The Chairman of Nigerdock, Mr Anwar Jarmakani, on Wednesday urged the Management of the Nigerian Ports Authority (NPA) to safe the multi-million dollars investment of the company which was being threatened.

Jarmakani, who made the plea during a courtesy visit by the new management of NPA to Nigerdock and LADOL Free Zone in Lagos, alleged that “the business is being monopolised’’.

He said Nigeria should show-case its potential in the oil and gas sector, adding that there should be consistency in government policy for the business to thrive and achieve its objectives.

“We won a logistics projects from Shell, Chevron and ExxonMobil in 2014,’’ the News Agency of Nigeria (NAN) quotes Jamarkani as saying..

He alleged that a company competing with the firm in the sector brought a non-existing law and sabotaged the project.

He said that the sabotage brought the projects to a stand-still.

The Nigerdock chairman said that the management researched into the law and discovered that such a law was non-existent.

Jamarkani said that Nigerdock invested a lot on infrastructure, adding that the company’s facilities were in line with international standard to carry out the projects.

He said that Nigerdock’s facilities had been receiving cargoes since 1986.

Jamarkani said that the challenges the company was facing had hindered it from giving permanent employment to trained personnel.

The Managing Director, Lagos Deep Offshore Logistics (LADOL), Dr Amy Jadesinmi, said that the company had invested $4 billion since it started operations and presently working on a $500 million-dollar project top improve on infrastructure.

Jadesinmi said that the company had yet to enjoy government’s support and called for a level playing ground for all the operators in the oil and gas sector.

“We need local collaboration between public and private sectors. There is a very small market and everybody is struggling to have 100 per cent business in the global market.

“There is need for local fabrication capacity which is operated in South Korea and other developing countries,’’ she said.
Jadesinmi said this measure would pave way for a company to support 100 other companies through local collaboration.

“With the challenges we are facing, we cannot increase our Turn Around Time but if we increase the local fabrication capacity by bringing in metals for fabrication,’’ NAN quotes her as saying.

Jadesinmi urged the Nigerian Ports Authority (NPA) to bring all the stakeholders to a round table to key into a master plan to make Nigeria a hub of West Africa.

The Managing Director of NPA, Ms Hadiza Usman, said that her management would create a level-playing field for all operators.

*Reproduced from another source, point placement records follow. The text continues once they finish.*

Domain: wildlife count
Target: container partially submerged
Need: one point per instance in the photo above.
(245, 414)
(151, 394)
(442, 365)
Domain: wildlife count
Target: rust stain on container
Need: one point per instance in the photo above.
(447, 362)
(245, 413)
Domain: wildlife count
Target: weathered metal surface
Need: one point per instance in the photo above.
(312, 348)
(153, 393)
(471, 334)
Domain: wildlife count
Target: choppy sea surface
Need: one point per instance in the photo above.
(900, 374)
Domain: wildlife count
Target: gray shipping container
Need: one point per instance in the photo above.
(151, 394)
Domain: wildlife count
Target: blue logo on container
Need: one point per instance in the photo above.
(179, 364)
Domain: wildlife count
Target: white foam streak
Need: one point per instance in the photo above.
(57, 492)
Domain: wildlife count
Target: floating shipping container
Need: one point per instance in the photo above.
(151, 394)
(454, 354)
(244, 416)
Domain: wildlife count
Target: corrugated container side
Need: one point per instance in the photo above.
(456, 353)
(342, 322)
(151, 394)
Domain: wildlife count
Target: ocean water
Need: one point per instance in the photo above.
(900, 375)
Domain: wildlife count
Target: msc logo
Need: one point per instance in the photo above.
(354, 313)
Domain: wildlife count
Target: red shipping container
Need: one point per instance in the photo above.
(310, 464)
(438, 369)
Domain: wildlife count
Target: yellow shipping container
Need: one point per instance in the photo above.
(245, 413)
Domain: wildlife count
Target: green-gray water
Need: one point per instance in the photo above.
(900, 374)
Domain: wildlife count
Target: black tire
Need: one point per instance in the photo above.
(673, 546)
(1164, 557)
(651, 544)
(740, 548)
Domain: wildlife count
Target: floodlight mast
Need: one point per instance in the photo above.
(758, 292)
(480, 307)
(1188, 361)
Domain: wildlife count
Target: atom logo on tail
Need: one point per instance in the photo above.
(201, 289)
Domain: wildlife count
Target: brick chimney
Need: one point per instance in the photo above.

She said that the ports authority would look into the issue and see where the management would provide support for all oil and gas operators.

Usman said that the management of NPA appreciated the need for local content development and assured the operators that the management would in the next few months, look into the legislations mentioned by the operators.

She said that the management would find out whether there is any existing law.

Usman said that NPA would ensure proper regulation, transparency that all operators and government would appreciate and understand.

“Any monopoly which might be existing would not be acceptable,’’ NAN quotes her as saying.

Usman said that NPA would confirm the status quo in oil and gas operations.